During the debate Thursday, House Minority Whip Ed Trimmer (R-Winfield) argued against the fines and noted the work of the subcommittee. He said that there should be other ways for districts to comply. He noted that the information being asked for is public and available at school district offices.
“There are other ways to comply that are not punitive and don’t hurt the students of Kansas,” Trimmer said.
Rep. Valdenia Winn (D-Kansas City), the top Democrat on the House Education and Education Budget Committees, argued Thursday that the bill was a “reporting burden” that would place additional work on school districts at an unknown cost to comply with reporting current budget information including compensation. She said though that “everyone wants transparency.”
Lunn challenged the argument that the information was open to the public, noting the school districts that do not have the link on the homepage. He noted that districts are not placing certain financial data like employee compensation in an easy to find spot.
“The compensation is out there but you have to go to lengths to find it,” Lunn said Thursday.
Lunn said Thursday that the bill would allow teachers and the public to easily find out the salaries of district administrators and the pay differential between administrators and teachers in the state.
Lunn led 12 other lawmakers in an explanation of vote Friday pushing what they said was a transparency bill for a large part of the state budget. Much of school district funding in Kansas is provided through the state and has been a source of contentious debate over the funding formula in recent years.
“SB 188 is a transparency bill for the sake of school patrons, parents, students, taxpayers, principals, and voting citizens. They deserve easy accessible and easily understood information about how their school districts are allocating public dollars,”

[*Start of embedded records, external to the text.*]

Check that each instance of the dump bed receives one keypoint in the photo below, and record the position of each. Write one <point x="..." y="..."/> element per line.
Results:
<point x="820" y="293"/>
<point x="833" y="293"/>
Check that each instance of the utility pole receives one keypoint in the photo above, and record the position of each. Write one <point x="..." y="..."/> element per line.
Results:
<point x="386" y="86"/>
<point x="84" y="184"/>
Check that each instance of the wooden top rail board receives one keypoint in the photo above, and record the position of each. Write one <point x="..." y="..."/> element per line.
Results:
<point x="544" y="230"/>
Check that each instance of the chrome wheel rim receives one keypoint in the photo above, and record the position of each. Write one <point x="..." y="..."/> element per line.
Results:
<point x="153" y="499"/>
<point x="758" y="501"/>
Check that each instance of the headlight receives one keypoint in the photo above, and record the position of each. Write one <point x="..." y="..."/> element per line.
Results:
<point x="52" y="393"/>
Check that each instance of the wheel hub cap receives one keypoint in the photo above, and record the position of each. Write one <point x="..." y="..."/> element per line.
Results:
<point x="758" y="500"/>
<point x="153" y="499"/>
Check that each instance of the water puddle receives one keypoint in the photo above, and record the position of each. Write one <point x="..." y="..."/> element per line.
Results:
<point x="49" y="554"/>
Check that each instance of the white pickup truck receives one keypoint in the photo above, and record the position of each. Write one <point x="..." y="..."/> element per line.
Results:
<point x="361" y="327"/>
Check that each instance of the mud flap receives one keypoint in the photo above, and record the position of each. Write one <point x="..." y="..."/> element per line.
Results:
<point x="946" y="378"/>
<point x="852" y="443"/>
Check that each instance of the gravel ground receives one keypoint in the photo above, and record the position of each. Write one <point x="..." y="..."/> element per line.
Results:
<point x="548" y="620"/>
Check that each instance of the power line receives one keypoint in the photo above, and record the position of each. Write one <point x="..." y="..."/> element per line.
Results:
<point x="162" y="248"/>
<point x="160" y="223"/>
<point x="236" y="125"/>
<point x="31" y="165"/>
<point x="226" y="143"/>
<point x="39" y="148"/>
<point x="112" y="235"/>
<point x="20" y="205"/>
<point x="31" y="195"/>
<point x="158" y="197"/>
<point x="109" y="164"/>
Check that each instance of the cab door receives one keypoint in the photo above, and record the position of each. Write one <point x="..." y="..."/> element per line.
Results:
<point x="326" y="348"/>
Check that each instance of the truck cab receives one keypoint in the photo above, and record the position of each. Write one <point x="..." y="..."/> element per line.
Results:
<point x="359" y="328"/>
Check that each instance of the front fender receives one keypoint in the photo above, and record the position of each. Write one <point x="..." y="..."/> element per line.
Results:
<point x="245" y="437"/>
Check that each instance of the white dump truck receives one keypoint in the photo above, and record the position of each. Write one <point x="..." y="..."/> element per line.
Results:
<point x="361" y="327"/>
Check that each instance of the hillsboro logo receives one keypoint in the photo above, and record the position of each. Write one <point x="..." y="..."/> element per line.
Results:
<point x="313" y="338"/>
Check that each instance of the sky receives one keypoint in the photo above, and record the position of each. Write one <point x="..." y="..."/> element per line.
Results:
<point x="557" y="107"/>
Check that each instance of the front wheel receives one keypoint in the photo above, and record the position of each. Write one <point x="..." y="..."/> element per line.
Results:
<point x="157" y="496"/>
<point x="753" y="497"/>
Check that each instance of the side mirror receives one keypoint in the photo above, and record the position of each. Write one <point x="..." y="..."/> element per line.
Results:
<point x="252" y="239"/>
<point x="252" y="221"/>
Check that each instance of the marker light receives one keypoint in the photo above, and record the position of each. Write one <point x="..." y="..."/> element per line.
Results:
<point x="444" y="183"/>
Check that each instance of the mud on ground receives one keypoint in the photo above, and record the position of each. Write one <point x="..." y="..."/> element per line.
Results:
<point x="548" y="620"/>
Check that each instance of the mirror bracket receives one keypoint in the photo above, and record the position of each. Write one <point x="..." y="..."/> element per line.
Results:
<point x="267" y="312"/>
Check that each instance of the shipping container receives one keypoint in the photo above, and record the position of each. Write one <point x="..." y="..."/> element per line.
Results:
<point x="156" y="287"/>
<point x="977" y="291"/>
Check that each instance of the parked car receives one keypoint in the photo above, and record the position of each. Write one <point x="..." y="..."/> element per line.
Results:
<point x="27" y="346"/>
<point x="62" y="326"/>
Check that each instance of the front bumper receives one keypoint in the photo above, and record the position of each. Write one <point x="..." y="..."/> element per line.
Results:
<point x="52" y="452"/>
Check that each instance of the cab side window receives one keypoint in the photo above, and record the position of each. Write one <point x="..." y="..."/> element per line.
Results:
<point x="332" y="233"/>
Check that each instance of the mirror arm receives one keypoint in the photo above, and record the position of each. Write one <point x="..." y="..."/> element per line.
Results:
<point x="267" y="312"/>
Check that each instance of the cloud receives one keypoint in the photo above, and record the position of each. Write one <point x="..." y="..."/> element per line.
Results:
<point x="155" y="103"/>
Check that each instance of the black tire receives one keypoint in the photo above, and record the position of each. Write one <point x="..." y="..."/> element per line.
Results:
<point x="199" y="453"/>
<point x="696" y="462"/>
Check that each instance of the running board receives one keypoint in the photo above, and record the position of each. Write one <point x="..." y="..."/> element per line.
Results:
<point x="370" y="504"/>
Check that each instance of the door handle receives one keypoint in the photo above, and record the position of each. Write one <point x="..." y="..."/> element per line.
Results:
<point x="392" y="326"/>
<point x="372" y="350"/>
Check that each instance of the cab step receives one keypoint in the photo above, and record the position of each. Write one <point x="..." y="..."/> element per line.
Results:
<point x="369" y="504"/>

The idea of school districts providing budget information online has been mentioned in other states. Earlier this week, Rhode Island Gov. Gina Raimondo (D) called for school districts in the Ocean State to do so as part of her State of the State Address.
Trabert pointed to a recent KPI review of 40 school districts around the state, saying that the report showed only five in full compliance with the law and another 23 where the information is contained behind a homepage link which Trabert said is for “generic budget information”.
The bill was opposed by the Kansas Association of School Boards, which opposed the $1,000 a day fine, and the Kansas National Education Association. KNEA spokesman Marcus Baltzell told The Celock Report that the association found the bill duplicative to the current law and said the information is public. He noted that the bill was pushed by KPI, who has long been opposite KNEA on education issues in the state.
“It’s another bill that is unnecessary and we have a good history of that in Kansas,” Baltzell said.
Trabert said the bill is needed and questioned why people would oppose the fine. He noted the fine was put into place to be a way to require districts to comply with the law. He compared it to the sanctions a person would receive for not following the law and said government should not get a pass.
Trabert said that he hopes Friday’s vote “isn’t the end of it” for the bill. He took aim at opponents of the measure, saying that they do not want to see the financial information published online.
“It is hard to imagine why a school district wouldn’t simply comply. It is simple, it is a PDF report,” Trabert said. “Why would you not do that? Why would legislators vote against transparency?”